42-latka z Chorzowa chciała nauczyć swoją 30-letnią koleżankę jeździć samochodem. Uczennica okazała się jednak mało pojętna, bo spowodowała kolizję. To jednak dopiero początek kłopotów obu pań. Teraz grozi im… kara do dwóch lat więzienia, sądowy zakaz prowadzenia pojazdów, a także konsekwencje finansowe w kwocie nie mniejszej niż 5 tysięcy złotych.

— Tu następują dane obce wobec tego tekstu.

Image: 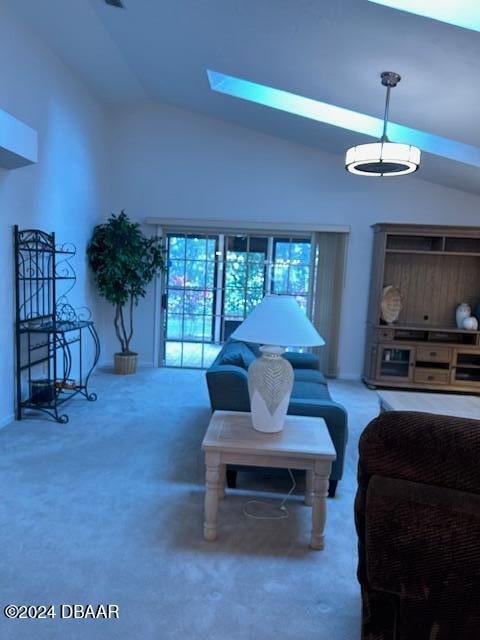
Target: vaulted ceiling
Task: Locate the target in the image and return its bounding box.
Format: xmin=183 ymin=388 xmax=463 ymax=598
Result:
xmin=8 ymin=0 xmax=480 ymax=193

O tym, że na terenie parkingu przy jednym z marketów kobieta uszkodziła dwa samochody poinformował chorzowską policję mężczyzna, dzwoniąc na numer alarmowy. Na miejsce niezwłocznie zostali skierowani mundurowi, którzy szybko ustalili przebieg zdarzeń.

42-letnia właścicielka pojazdu chcąc nauczyć swoją koleżankę jazdy samochodem, udostępniła jej swoje auto. Ta jednak nie zapanowała nad nim i uderzyła w zaparkowane BMW i polo. Gdy 30-latka uderzyła w samochody, wówczas za kierownicę wsiadła właścicielka auta i przeparkowała go. Jak się okazało to był dopiero początek problemów obydwu pań. Badanie alkomatem wykazało bowiem, że zarówno właścicielka auta jak i jej uczennica są pod wpływem alkoholu. Każda z nich miała ponad dwa promile w organizmie – relacjonują policjanci z Chorzowa.

Teraz 30-latkę i jej „instruktorkę” jazdy czeka spotkanie z Temidą. Grozi im kara do dwóch lat więzienia, sądowy zakaz prowadzenia pojazdów, a także obligatoryjne świadczenie pieniężne w kwocie nie mniejszej niż 5 tysięcy złotych.

Zdjęcie główne ma charakter poglądowy.